Forum Discussion

Kelemvor's avatar
Kelemvor
Icon for Expert rankExpert
3 months ago

Does anyone monitor their iDracs with LM? Tons of duplicate alerts

Hi,

I just added some of our iDracs into LM.  While the monitoring seems to be working fine, the alerting systems seems a bit wacky.

I have a server with a bad CMOS battery.  This causes me to get 4 alerts from LM for the iDrac:

The 3rd one is for the battery.  The other three are "System" alerts that will seemingly alert any time anything has a problem.  This seems like any time something has a problem, I'll get 4 alerts.  I don't want that.  ;)

I'm wondering if I should just disable all the "System" and "Chassis" alerts so I just get the alerts for the actual component that's having the problem.

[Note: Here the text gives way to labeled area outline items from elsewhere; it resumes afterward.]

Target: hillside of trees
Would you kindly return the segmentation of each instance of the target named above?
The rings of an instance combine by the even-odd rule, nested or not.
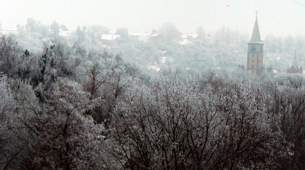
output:
[[[247,75],[246,36],[219,31],[180,48],[0,34],[0,169],[303,168],[304,76]],[[266,64],[285,66],[269,52],[292,61],[269,37]],[[162,51],[171,65],[148,71]]]

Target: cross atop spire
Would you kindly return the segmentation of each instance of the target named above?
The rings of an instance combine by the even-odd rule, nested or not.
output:
[[[257,11],[256,11],[256,12],[254,12],[254,13],[256,13],[256,17],[257,17],[257,13],[258,13],[258,12],[257,12]]]
[[[257,11],[255,13],[257,15],[258,12]],[[255,23],[254,24],[254,28],[253,28],[253,32],[252,33],[252,36],[251,37],[250,42],[253,43],[262,42],[260,40],[260,29],[258,28],[257,15],[256,16],[256,19],[255,19]]]

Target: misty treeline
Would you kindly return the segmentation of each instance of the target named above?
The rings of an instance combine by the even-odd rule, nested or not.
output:
[[[305,79],[170,70],[0,34],[1,169],[301,169]]]

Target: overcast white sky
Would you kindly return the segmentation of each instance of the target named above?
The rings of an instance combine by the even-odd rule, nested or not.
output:
[[[71,30],[99,24],[113,32],[125,27],[149,32],[170,21],[184,33],[199,25],[206,32],[225,25],[250,35],[256,10],[262,37],[305,34],[305,6],[291,0],[1,0],[0,22],[4,29],[30,17],[45,24],[55,20]]]

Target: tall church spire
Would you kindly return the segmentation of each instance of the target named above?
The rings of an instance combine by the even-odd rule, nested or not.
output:
[[[298,58],[296,57],[296,51],[295,51],[294,58],[293,58],[293,61],[292,65],[294,66],[296,69],[299,69],[299,62],[298,62]]]
[[[257,13],[256,13],[256,19],[255,19],[255,23],[254,24],[254,28],[253,28],[253,32],[252,33],[252,36],[251,37],[251,42],[262,42],[260,40],[260,29],[258,28],[258,23],[257,23]]]

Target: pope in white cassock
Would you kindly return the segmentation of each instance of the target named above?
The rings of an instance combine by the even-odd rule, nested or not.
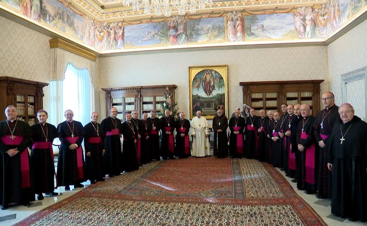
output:
[[[201,117],[201,112],[196,112],[196,117],[191,122],[192,142],[192,156],[204,157],[210,156],[210,145],[209,142],[209,127],[206,119]]]

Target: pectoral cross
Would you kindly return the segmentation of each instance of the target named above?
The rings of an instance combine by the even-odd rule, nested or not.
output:
[[[342,138],[339,140],[340,140],[340,144],[343,144],[343,141],[345,140],[345,139],[344,138],[344,137],[342,137]]]

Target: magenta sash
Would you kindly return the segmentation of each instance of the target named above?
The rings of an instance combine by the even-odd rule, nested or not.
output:
[[[256,148],[256,156],[257,156],[257,150],[258,149],[259,146],[259,141],[258,140],[258,138],[257,137],[257,130],[255,126],[252,127],[251,127],[251,125],[247,125],[247,130],[251,130],[252,131],[255,131],[255,147]]]
[[[98,144],[102,142],[101,137],[91,137],[88,138],[88,142],[92,144]]]
[[[10,139],[9,135],[1,137],[1,141],[6,145],[19,145],[23,141],[23,137],[15,136],[14,140]],[[21,153],[21,172],[22,173],[22,188],[30,187],[29,177],[29,160],[28,149],[25,149]]]
[[[320,134],[320,137],[321,137],[321,139],[322,139],[323,140],[325,140],[325,139],[326,139],[327,138],[328,138],[328,136],[329,135],[325,135],[322,133]]]
[[[118,129],[114,129],[111,130],[110,131],[107,131],[106,133],[106,136],[113,136],[115,135],[120,135],[120,130]]]
[[[186,131],[187,128],[179,128],[178,130],[181,133],[185,133]],[[189,134],[186,134],[185,135],[184,139],[185,139],[185,154],[189,155],[190,154],[190,142],[189,141]]]
[[[288,131],[290,131],[291,130],[288,130]],[[290,137],[289,137],[289,139],[290,138]],[[286,139],[284,139],[284,140],[286,140]],[[296,153],[295,152],[294,153],[292,153],[292,144],[290,143],[290,142],[289,143],[289,146],[288,150],[288,153],[289,153],[289,157],[288,158],[288,168],[290,170],[297,170],[297,165],[296,165]]]
[[[166,131],[169,131],[171,130],[171,127],[164,127]],[[168,151],[172,153],[175,151],[175,144],[173,140],[173,134],[172,133],[168,135]]]
[[[70,142],[70,144],[75,144],[76,141],[78,140],[79,137],[66,137],[65,139]],[[84,178],[84,173],[83,172],[83,151],[81,150],[81,147],[79,145],[76,148],[76,164],[78,167],[78,179],[83,179]]]
[[[241,126],[233,126],[233,130],[235,131],[239,131],[241,129]],[[243,140],[242,138],[243,134],[240,133],[237,134],[237,144],[236,152],[237,154],[243,155]]]
[[[32,145],[32,149],[34,148],[39,148],[40,149],[49,149],[50,151],[50,156],[51,156],[51,162],[54,163],[54,150],[52,149],[52,142],[45,142],[44,141],[36,141],[33,142],[33,145]],[[55,167],[53,167],[54,169],[54,173],[55,174],[55,177],[56,178],[56,186],[54,187],[55,189],[56,189],[59,186],[59,181],[57,179],[57,175],[56,175],[56,172],[55,171]]]
[[[306,139],[308,136],[308,135],[304,132],[301,133],[301,139]],[[312,144],[304,151],[305,152],[306,155],[306,175],[305,176],[305,182],[311,184],[316,184],[315,175],[315,144]]]

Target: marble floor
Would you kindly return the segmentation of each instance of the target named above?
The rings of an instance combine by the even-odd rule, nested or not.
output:
[[[278,170],[287,179],[297,193],[313,208],[328,225],[367,225],[367,223],[352,222],[348,219],[341,218],[331,214],[330,213],[331,209],[330,200],[319,199],[316,198],[315,195],[307,194],[305,193],[304,191],[298,190],[296,187],[295,183],[291,181],[291,178],[286,177],[283,171],[279,170],[279,169]],[[89,181],[84,183],[83,184],[87,186],[90,184]],[[71,186],[70,188],[73,188],[73,186]],[[59,188],[57,189],[57,192],[60,194],[59,196],[50,197],[45,196],[44,199],[41,201],[36,200],[33,202],[31,206],[28,207],[17,205],[12,207],[5,210],[0,210],[0,225],[12,225],[43,208],[75,194],[81,189],[82,189],[77,188],[72,189],[72,190],[65,191],[64,187]]]

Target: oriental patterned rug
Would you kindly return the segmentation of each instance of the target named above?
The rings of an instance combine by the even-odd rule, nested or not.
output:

Anyone else run into this?

Thanks.

  • I'm not sure about this specific situation, but I generally prefer to get too many simultaneous alerts for the same thing than take a chance on missing something.

    I would suggest attempting to 100% verify that it's not possible for a system or chassis alert to occur without having a more specific alert also occur. It seems kinda safer to do the opposite (only have system) but then you don't get specifics in monitoring.

  • This is normal for a lot of monitoring of this type. Generally, you would tune down all but the more "global" thresholds. Think ESXi monitoring. Something will trigger a red, cmos, but then it triggers the overall board health as well, thats another red.

    The issue there then is your concern over missing something that wouldn't trigger an overall but does a minor. 

    So we leave it as is in this case.